Thomas de Waal said he doesn’t expect many changes by the new Armenian government, at least not soon.
“Pashinyan is going to just try to hold on to the status quo and this is probably not to the liking of Azerbaijan. Azerbaijan does not want to see a quiet status quo, but a quiet status quo is unfortunately what I think the new Armenian leadership wants,” the expert told the Caucasus Watch.
Further, taking about the process of settlement of the Nagorno-Karabakh conflict, he noted that this conflict is deeply intractable and it cannot be solved quickly.
Thomas de Waal noted that there is a very weak international mechanism in place for the conflict’s settlement.

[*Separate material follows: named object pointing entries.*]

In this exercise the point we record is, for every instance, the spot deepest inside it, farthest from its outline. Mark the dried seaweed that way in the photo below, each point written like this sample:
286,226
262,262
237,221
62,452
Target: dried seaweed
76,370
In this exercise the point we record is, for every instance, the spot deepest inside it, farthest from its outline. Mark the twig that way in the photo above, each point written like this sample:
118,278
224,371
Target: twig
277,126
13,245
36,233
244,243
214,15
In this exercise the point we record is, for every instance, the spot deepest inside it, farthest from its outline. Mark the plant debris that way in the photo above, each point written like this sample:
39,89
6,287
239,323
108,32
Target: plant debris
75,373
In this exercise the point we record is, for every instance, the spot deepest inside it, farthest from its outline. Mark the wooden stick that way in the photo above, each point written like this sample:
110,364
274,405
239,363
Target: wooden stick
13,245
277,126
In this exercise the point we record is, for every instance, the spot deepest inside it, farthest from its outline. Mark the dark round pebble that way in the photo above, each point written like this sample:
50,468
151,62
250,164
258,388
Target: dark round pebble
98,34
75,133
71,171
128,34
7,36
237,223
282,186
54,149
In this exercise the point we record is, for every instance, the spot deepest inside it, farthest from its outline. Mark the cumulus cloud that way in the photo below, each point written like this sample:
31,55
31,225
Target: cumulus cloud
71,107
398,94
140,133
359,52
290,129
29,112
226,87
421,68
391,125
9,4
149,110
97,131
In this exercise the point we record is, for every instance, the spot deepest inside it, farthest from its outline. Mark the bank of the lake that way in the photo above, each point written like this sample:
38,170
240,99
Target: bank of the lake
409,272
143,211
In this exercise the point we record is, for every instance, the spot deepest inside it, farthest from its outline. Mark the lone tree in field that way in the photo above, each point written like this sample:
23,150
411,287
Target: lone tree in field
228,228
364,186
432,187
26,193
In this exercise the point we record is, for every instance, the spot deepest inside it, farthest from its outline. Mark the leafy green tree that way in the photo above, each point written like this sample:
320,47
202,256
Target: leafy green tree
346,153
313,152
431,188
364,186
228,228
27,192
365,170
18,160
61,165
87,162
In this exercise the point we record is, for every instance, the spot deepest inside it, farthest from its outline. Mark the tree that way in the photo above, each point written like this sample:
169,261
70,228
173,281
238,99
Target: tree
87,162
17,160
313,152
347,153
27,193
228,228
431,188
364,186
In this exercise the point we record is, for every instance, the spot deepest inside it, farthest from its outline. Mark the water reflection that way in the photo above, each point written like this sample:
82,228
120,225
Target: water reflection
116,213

“There is a small monitoring mission with six OSCE observers, as well as the very modest Minsk Group under the co-chairmanship format that is trying to mediate the conflict. So basically everything comes down to the will and decision-making of the leaders on both sides,” said the political analyst.
The conflict between the two South Caucasus countries began in 1988 when Armenia made territorial claims against Azerbaijan. As a result of the ensuing war, in 1992 Armenian armed forces occupied 20 percent of Azerbaijan, including the Nagorno-Karabakh region and seven surrounding districts.
The 1994 ceasefire agreement was followed by peace negotiations. Armenia has not yet implemented four UN Security Council resolutions on withdrawal of its armed forces from the Nagorno-Karabakh and the surrounding districts.